「古代の王、それが復活したら、どうなるんだ」
「人類が絶滅の危機に瀕すると思います」
ガウマの、その一言に、その場にいた全員が驚きを隠せなかった。
「いや、それはさすがに言いすぎじゃないか?」
伊達は、ガウマの言葉に対して、苦笑いをしながら言う。
だが、それを否定したのは。
「あいつならば、おそらくは可能性があるな」
それはアンク。
この場で、ガウマとグリード以外のメンバーで、ただ一人、古代の王の脅威を知っていた。
「そんなに強いのか」
「今のお前が変身しているオーズよりも遥かにな」
「そこまで」
「特に、お人好しのお前とは違って、容赦ないからな」
「まぁ、確かに」
人を守る事で力を発揮する英司とは、正反対な性格である古代の王。
その容赦なさ故に、未来の世界における英司が負ける要因となった。
グリードやヤミーを使った人々に対する強襲。
さらには、人質など。
およそ、人が行ってはいけないような数々の所業。
それらによって、未来の世界での英司は疲労し、その隙を突かれて、倒された。
「だからこそ」
「どうかしたの?」
「いえ、なんでもありません。
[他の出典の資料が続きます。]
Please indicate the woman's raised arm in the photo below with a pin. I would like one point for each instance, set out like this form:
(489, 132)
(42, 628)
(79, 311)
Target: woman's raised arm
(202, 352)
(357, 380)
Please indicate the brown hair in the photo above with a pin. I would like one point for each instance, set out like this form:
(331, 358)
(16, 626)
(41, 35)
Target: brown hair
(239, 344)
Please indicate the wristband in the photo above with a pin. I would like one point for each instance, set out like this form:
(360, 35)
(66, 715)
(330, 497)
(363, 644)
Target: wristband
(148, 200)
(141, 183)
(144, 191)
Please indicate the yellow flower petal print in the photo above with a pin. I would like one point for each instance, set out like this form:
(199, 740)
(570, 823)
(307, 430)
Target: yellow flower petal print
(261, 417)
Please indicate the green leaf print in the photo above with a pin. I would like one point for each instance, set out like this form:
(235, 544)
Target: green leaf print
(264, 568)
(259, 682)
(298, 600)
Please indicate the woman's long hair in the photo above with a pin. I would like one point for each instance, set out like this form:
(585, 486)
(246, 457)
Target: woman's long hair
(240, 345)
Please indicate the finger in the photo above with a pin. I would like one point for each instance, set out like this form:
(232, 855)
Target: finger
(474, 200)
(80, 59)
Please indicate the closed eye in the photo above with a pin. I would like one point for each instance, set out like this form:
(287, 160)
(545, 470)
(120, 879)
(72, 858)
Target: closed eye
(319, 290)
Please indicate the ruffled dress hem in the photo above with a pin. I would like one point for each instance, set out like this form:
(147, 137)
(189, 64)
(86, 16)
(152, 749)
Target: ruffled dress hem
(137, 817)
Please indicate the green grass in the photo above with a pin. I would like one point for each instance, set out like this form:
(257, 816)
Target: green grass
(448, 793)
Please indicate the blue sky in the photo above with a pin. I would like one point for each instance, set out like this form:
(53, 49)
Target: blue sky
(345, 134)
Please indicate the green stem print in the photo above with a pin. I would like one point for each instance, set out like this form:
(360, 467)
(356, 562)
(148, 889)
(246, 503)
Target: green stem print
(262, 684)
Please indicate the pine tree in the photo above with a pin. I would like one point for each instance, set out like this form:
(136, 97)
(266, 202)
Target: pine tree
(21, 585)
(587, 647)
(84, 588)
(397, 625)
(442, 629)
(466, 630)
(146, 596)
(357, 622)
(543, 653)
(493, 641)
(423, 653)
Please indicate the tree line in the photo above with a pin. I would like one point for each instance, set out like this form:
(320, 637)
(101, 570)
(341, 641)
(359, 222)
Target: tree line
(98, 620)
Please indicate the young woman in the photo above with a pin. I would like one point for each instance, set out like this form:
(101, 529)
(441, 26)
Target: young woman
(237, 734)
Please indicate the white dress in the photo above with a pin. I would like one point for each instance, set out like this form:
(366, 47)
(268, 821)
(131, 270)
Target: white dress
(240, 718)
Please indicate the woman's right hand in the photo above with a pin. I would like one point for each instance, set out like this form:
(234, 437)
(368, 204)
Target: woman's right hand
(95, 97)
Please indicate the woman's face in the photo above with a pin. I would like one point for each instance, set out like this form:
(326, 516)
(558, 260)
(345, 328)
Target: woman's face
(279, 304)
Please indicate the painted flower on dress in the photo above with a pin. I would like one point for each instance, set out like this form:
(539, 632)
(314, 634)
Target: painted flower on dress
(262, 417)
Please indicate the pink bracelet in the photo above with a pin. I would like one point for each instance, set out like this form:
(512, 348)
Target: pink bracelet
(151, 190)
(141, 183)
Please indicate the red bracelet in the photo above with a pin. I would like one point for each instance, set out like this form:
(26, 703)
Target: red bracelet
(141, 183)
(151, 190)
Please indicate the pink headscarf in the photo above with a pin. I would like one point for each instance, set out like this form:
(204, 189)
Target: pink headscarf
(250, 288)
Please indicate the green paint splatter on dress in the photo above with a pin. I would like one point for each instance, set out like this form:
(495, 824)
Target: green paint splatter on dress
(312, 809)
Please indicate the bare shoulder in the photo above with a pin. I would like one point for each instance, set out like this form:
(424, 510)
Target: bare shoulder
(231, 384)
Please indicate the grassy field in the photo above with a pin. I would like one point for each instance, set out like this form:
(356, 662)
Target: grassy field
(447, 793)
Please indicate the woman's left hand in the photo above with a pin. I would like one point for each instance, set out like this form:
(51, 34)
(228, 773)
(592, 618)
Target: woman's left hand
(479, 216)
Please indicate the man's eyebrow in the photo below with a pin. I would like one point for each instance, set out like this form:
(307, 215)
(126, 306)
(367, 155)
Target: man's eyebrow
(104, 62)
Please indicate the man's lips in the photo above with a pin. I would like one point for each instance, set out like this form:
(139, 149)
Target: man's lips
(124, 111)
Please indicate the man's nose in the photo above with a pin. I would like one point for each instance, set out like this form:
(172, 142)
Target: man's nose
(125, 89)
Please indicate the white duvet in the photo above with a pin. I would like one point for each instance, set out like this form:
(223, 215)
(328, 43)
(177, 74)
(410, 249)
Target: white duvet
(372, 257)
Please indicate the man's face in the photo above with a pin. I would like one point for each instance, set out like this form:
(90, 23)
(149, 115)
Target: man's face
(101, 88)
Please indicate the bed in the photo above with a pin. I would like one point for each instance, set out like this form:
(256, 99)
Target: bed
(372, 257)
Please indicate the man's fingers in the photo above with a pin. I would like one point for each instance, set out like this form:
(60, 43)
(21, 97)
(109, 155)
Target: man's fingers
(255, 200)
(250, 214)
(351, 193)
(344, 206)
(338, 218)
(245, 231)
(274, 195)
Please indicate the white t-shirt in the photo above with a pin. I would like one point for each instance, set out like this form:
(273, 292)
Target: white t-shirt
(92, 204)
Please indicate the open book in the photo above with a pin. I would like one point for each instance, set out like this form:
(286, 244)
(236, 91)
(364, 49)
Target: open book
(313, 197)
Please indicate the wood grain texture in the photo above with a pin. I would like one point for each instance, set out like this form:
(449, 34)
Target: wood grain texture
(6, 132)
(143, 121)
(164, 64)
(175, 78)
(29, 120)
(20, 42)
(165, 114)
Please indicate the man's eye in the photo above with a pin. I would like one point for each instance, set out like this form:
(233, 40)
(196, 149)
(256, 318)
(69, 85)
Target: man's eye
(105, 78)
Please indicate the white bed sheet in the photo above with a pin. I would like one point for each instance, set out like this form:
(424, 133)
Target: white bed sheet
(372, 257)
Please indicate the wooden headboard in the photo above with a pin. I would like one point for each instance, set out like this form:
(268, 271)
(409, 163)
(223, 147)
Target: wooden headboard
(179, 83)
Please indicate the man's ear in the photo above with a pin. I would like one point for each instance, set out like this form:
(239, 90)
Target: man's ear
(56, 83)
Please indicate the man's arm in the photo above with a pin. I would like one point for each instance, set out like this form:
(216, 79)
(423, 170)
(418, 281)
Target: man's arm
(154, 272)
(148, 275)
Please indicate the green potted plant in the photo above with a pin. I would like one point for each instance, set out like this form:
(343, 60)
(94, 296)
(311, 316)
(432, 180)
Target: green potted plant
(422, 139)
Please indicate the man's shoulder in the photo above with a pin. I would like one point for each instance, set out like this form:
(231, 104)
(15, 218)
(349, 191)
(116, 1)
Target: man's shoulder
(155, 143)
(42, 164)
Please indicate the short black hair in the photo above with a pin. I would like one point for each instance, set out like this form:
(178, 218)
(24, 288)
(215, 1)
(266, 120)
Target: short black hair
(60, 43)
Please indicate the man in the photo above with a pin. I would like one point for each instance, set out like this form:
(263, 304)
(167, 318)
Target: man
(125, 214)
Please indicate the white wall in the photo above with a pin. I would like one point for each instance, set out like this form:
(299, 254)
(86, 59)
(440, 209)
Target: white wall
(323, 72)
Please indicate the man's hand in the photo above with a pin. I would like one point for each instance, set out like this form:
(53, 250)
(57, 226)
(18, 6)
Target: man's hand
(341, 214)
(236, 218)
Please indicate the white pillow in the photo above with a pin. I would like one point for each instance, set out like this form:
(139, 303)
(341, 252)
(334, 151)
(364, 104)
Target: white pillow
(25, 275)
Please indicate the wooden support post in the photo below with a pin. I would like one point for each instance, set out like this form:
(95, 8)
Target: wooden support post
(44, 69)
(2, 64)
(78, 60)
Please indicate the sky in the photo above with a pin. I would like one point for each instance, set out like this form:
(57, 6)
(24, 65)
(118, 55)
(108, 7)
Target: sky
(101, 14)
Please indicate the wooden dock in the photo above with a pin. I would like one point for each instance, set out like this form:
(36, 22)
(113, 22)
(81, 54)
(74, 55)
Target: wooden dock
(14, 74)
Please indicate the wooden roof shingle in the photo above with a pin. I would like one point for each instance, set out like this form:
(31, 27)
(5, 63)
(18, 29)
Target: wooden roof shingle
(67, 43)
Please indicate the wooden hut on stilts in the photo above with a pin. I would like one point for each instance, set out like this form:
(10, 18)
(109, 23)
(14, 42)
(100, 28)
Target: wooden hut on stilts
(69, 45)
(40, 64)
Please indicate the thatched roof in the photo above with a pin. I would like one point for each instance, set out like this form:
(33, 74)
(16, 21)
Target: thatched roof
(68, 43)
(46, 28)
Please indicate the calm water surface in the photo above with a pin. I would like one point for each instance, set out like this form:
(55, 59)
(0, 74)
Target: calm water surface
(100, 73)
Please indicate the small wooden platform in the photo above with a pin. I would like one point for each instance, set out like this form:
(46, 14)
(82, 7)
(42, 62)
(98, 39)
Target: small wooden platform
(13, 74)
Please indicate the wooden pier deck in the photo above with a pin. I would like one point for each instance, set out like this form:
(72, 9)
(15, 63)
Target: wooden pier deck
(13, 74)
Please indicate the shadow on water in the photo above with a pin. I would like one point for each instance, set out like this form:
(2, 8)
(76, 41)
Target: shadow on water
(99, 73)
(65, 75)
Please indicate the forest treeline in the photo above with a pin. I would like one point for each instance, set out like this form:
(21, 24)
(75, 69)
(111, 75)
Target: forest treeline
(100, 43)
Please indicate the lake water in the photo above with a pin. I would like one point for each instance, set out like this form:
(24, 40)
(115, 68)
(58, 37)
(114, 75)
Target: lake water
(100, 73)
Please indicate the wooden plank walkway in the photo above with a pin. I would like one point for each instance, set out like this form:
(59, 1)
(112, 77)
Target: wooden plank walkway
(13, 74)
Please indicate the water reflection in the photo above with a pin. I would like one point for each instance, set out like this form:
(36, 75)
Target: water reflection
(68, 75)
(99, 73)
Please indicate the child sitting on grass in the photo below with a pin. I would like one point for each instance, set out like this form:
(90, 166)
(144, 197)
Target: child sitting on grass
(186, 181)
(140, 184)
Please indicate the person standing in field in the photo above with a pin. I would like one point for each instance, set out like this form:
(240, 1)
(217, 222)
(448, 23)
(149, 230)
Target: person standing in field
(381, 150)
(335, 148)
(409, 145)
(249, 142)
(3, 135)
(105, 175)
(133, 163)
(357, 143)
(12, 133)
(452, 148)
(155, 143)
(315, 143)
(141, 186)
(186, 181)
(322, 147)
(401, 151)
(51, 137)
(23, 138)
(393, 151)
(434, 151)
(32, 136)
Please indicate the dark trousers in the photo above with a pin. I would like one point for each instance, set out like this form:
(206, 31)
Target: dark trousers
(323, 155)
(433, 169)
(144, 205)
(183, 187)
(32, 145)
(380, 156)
とにかく、鍵となるのは、おそらくは10枚目のコアメダル!
それにもしかしたら、古代の王のメダルの魂が」
「それって、博士が持っていた物の中にありました」
「っ!?」
その言葉に対して、ガウマは驚きを隠せない。
それと同時だった。
ビルが崩れる音がした。
その音を聞いて、全員が、見つめる。
「おいおい、いきなりなんだよ、あれは」
「速すぎる」
その光景に、見覚えがあった。
ガウマにとって、それは悪夢の再来とも言える光景。
都会のビルの一つ。
崩れ去ったビルから、瓦礫は落ちない。
それらは、太陽の光に反射している。
「あれって、まさか」
「全部、セルメダルなのか」
「そんな馬鹿な」
「できるですよ、奴が」
その言葉と共に、ガウマ達はすぐに近くのライドベンダーに乗り込み、走り出す。
目的の場所は、ビルとなったセルメダル。
大量のセルメダルが、空を舞っている。
そのまま、一ヶ所へと集まる。
そうして、たどり着いた先に、見えたのは。
「オーズ」
「あれが、古代の王」
そう言っている間にも、セルメダルを吸収した存在に、目を向ける。
そこには、確かに英司と同じオーズだった。
だが、身体の各部はボロボロであり、不完全な復活。
そう言えるオーズが、そこにいた。
「ほぅ、懐かしい面々が揃ったじゃないか、アンク、ガメル、メズール」
その言葉を言った瞬間だった。
既にガウマはダイナニューズへと変身していた。
「ガウマ君!」「はああぁぁぁ!!!」
その叫びと共に、鎌は古代オーズに向けて、振り下ろされた。